Plagens's recent works on paper, such as The Sinister Man 2 (2018), have largely relied on centralized compositions, anchored by collaged photographs or found paper with text or graphic images that are contained by colored-paper or painted rectangular fields. Smaller in scale and less off-kilter in composition, these works have been seen as expressing a greater intimacy and poignancy than Plagens's paintings.

== Writing ==
Plagens has been a prominent art critic for more than five decades, producing numerous reviews, essays and articles about artists and the art world.
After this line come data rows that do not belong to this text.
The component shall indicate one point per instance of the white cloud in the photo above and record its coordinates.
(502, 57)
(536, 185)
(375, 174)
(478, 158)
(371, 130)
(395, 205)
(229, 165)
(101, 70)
He also authored the monograph, Bruce Nauman: The True Artist (2014), and two books of art criticism, Moonlight Blues: An Artist's Art Criticism (1986), and Sunshine Muse: Modern Art on the West Coast, 1945-70 (1974, re-issued 2000), Other critics characterize Plagens's writing as "stylish, clear-eyed," literate, direct and candid. In a 1974 New York Times review of Sunshine Muse, Hilton Kramer described Plagens as "the only amusing writer ever to appear in the pages of Artforum." Los Angeles Times critic Christopher Knight wrote that Plagens's Bruce Nauman monograph probed the question of what an artist is "with wit, insight and a prodigious amount of research, plus a good deal of personal experience"; other reviewers welcomed the book's first-person, near-confessional engagement with an artist frequently approached through academic jargon. Sunshine Muse, deemed "vivacious and valuable" in The New York Times, has often been quoted by critics exploring West Coast art and artists since its publication in 1974.

Plagens began writing for Artforum in 1966 and became a contributing editor in 1971 and an associate editor, West Coast in 1974. He was a senior writer and art critic for Newsweek from 1989 to 2003 and a contributing editor until 2010. Since 2011, he has written reviews and articles for The Wall Street Journal and blogged for the blogsite of the National Arts Journalism Program, ARTicles, since 2010. He has been published in The New York Times, The Los Angeles Times, Art in America, ARTnews, Art+Auction, The Nation, L.A. Weekly, and Bookforum, among many publications. Plagens has written catalogue essays for the artists Jim DeFrance, Tony DeLap, Don Gummer, Ron Linden, Nick Miller and Edward Ruscha, and for the exhibitions "Clay's Tectonic Shift: John Mason, Ken Price, and Peter Voulkos, 1956–1968" and "Pasadena to Santa Barbara" (both 2012).

Plagens has also written two novels: The Art Critic (2008) and Time for Robo (1999). Time for Robo incorporates themes of time travel, perception, the nature of reality, and the end of time, among others. Reviewers compared its themes and "Chinese box," stories-within-stories style to the novels of Thomas Pynchon, Kurt Vonnegut, Jim Dodge, and Robert Coover. The Art Critic (2008) is a roman à clef satirizing the contemporary New York art world from the perspectives of a well-known art critic, a contemporary sculptor and an art publishing assistant.

== Awards and collections ==
Plagens has received recognition from major art institutions for both his art and writing. He has received painting fellowships from the John Simon Guggenheim Foundation (1972), National Endowment for the Arts (1985, 1977), and the Brown Foundation at the Museum of Fine Arts, Houston (2009, 2017). His writing has been awarded fellowships from the Andy Warhol Foundation (Creative Capital Arts Writers Grant, 2008) and National Endowment for the Arts (art criticism, 1973), and he was one of four senior fellows in the National Arts Journalism Program at Columbia University in 1998. Plagens's art has been acquired by numerous public and corporate collections, including the Museum of Fine Arts, Houston, Hirshhorn Museum and Sculpture Garden, Denver Art Museum, Museum of Contemporary Art San Diego, Baltimore Museum of Art, Albright-Knox Gallery, Museum of New Mexico, and Ackland Art Museum, among others.